«Ich liebe dich nicht, weil ich dich liebe.» Buchpremière mit Peter Stamm

«Besonders schön war es, im Bodmanhaus aus dem Buch zu lesen, das zu guten Teilen auch dort entstanden war. Geschrieben im leeren Haus, vorgelesen vor vollen Rängen, vor Menschen, die seit langer Zeit wieder einmal ihre Gesichter zeigen durften. Danke für den schönen Abend.» Peter Stamm

Zum ersten Mal seit eineinhalb Jahren ein unmaskiertes Publikum! Ein voller Saal, bis auf den letzten Platz besetzt. Zusammen mit Peter Stamm auf dem kleinen Podest zu sitzen, um an diesem Abend die Schweizer Buchtaufe seines neuen Romans zu zelebrieren, war eine doppelte Feierstunde, Freude im Quadrat! Als wäre die Situation aus der Zeit gefallen, ein Fenster aufgegangen in eine Zeit, die man vergessen glaubte.
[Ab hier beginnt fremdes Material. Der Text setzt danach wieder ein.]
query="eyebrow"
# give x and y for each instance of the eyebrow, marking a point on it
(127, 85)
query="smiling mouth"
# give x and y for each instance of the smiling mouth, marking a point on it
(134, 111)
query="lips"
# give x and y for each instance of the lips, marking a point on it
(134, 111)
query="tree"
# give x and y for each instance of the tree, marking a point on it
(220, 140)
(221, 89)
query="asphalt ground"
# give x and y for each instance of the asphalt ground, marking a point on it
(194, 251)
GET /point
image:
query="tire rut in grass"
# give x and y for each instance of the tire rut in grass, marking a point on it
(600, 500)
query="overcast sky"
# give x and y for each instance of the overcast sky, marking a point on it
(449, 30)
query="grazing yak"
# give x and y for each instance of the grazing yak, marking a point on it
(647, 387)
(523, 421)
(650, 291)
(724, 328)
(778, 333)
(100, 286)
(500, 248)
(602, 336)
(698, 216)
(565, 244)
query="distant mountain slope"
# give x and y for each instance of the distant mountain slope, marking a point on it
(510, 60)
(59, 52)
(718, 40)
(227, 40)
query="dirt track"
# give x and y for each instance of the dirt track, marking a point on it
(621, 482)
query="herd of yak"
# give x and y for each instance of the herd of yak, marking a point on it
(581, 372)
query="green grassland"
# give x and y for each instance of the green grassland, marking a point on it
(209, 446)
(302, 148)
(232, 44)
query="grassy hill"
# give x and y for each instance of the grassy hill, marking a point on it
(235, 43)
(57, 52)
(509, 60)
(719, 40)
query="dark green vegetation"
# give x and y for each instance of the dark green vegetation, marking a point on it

„Das Archiv der Gefühle“ ist neben vielen Erzählungen, Theaterstücken und Hörspielen, sein 8. Roman. Ein Roman, der wie immer mit wenig Spektakel, dafür umso mehr Interpretationsspielraum spielt. Ein Roman, der unweigerlich Fragen stellt, zur Reflexion zwingt. Peter Stamm beweist darin einmal mehr sein Feingefühl für intensive Moment-, Landschafts-, Situations- und Inweltbeschreibungen.

Dass man in Zeiten wie diesen den Tritt im Leben verlieren kann, wird immer offensichtlicher. Und dabei wäre Corona nur einer der Gründe, den Boden unter den Füssen zu verlieren. Peter Stamms Protagonist verliert viel; seinen Beruf, seine Frau, seine Welt. Ein Aussenseiter, ein Aussteiger, ein Abgedrängter. Er hortet im Keller seines Hauses in Rollregalen das ehemalige Recherchearchiv einer Tageszeitung. Jenes Material, dass vor Zeiten des Internets, vor Google und Wikipedia ein Ort für Nachforschungen war. Von einem ganzen Team betreut, am Schluss nur noch von ihm, bis man es ganz auflösen wollte. Für ihn der Ort, an dem Ordnung in die Welt gebracht werden kann, zumindest als Gegenpol zur Welt der Gefühle, die wohl auch irgendwie archiviert wird, sich aber jeder Ordnung entziehen. 

Franziska war zu Schulzeiten seine Freundin. Wahrscheinlich sogar mehr. Nur reichte es nie zu klaren Worten und eindeutigen Zeichen. Nun sind die beiden alt geworden. Er in seinem Keller, sie in ihrem Garten. Beide allein. Beide mit der Ahnung, etwas versäumt zu haben. Während er erzählt, aus seinem Leben in einer still gewordenen Gegenwart und seinen Erinnerungen, die immer lauter werden, erscheint Franziska immer offensiver in seiner Gedankenwelt, beginnt sich beinah zu materialisieren.

«Ich wollte nicht zu den verlorenen Männern gehören, denen man von weitem ansieht, dass sie nicht mehr gebraucht werden…“ Trotzdem wurde er ein solcher, obwohl er sich doch eigentlich gegen Veränderungen auflehnt. Selbst im Haus, das er von seiner Mutter übernimmt, ändert er nur, was unvermeidbar ist. 

«Das Archiv der Gefühle» ist ein behutsam erzählter, melancholisch gefärbter Roman, der grosse Fragen ohne grosse Gesten stellt (…) ein Juwel.» Rainer Moritz, NZZ

Im anschliessenden Gespräch zusammen mit dem Publikum meinte Peter Stamm, Liebesgeschichten seien in seinen Romanen nicht zu vermeiden. Er brauche sie, weil sie Räume öffnen, Menschen öffnen, weil sie Zustände offenbaren, an denen er interessiert sei!
Seine Nähe zum Publikum offenbarte sich auch in den vielen kleinen Gesprächen im Anschluss an die Lesung, Begegnungen, die den Abend unvergesslich werden liessen.